Question écrite n° 17501 de M. Jacques Legendre (Nord - UMP)

publiée dans le JO Sénat du 12/05/2005 - page 1328

Pendant la Première Guerre mondiale, le détroit du Pas-de-Calais représentait un lieu stratégique important, défendu par des soldats français et britanniques membres de la patrouille de Douvres. En 1921, deux monuments furent érigés pour leur rendre hommage, l'un en Grande-Bretagne, l'autre en France au sommet du cap Blanc-Nez. Cet obélisque est aujourd'hui dans un état alarmant et nécessite une restauration rapide. Aussi M. Jacques Legendre demande à M. le ministre délégué aux anciens combattants si des mesures peuvent être prises pour préserver ce lieu de mémoire du Pas-de-Calais.

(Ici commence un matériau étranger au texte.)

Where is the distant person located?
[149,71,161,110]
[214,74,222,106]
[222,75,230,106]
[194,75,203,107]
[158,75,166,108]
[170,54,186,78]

Réponse du Ministère délégué aux anciens combattants

publiée dans le JO Sénat du 21/07/2005 - page 1961

Le ministre délégué aux anciens combattants précise qu'un monument dédié à la patrouille de Douvres a été édifié au cap Blanc-Nez en 1920. Détruit par les Allemands au début de la Seconde Guerre mondiale, il a été remplacé par un nouvel obélisque de 4 mètres de haut, rappelant l'amitié d'armes entre les patrouilleurs anglais et français qui luttèrent ensemble au cours de la Première Guerre mondiale. Cet édifice a été réalisé par une association britannique, The Dover Patrol Memorial Fund, sur un terrain que lui avait concédé gratuitement la commune de Sangatte. A la fois très connu du fait de son implantation et méconnu par son histoire, le monument actuel est en bon état. En revanche, les plaques qui y sont apposées deviennent progressivement illisibles. Le monument n'appartenant pas à l'Etat, les services compétents du ministère vont - préalablement à l'examen d'une subvention publique éventuelle - déterminer la nature juridique exacte du propriétaire, en vérifiant en tout premier lieu que l'association britannique subsiste toujours en tant que telle. Par ailleurs, une opération de valorisation grands sites, intéressant inévitablement le cap Blanc-Nez, est à l'étude sur le plan régional. Dans cette perspective, les services du ministère se mettent en relation avec le parc naturel régional afin de déterminer dans quelle mesure le monument serait également concerné et quelles en seraient les conséquences.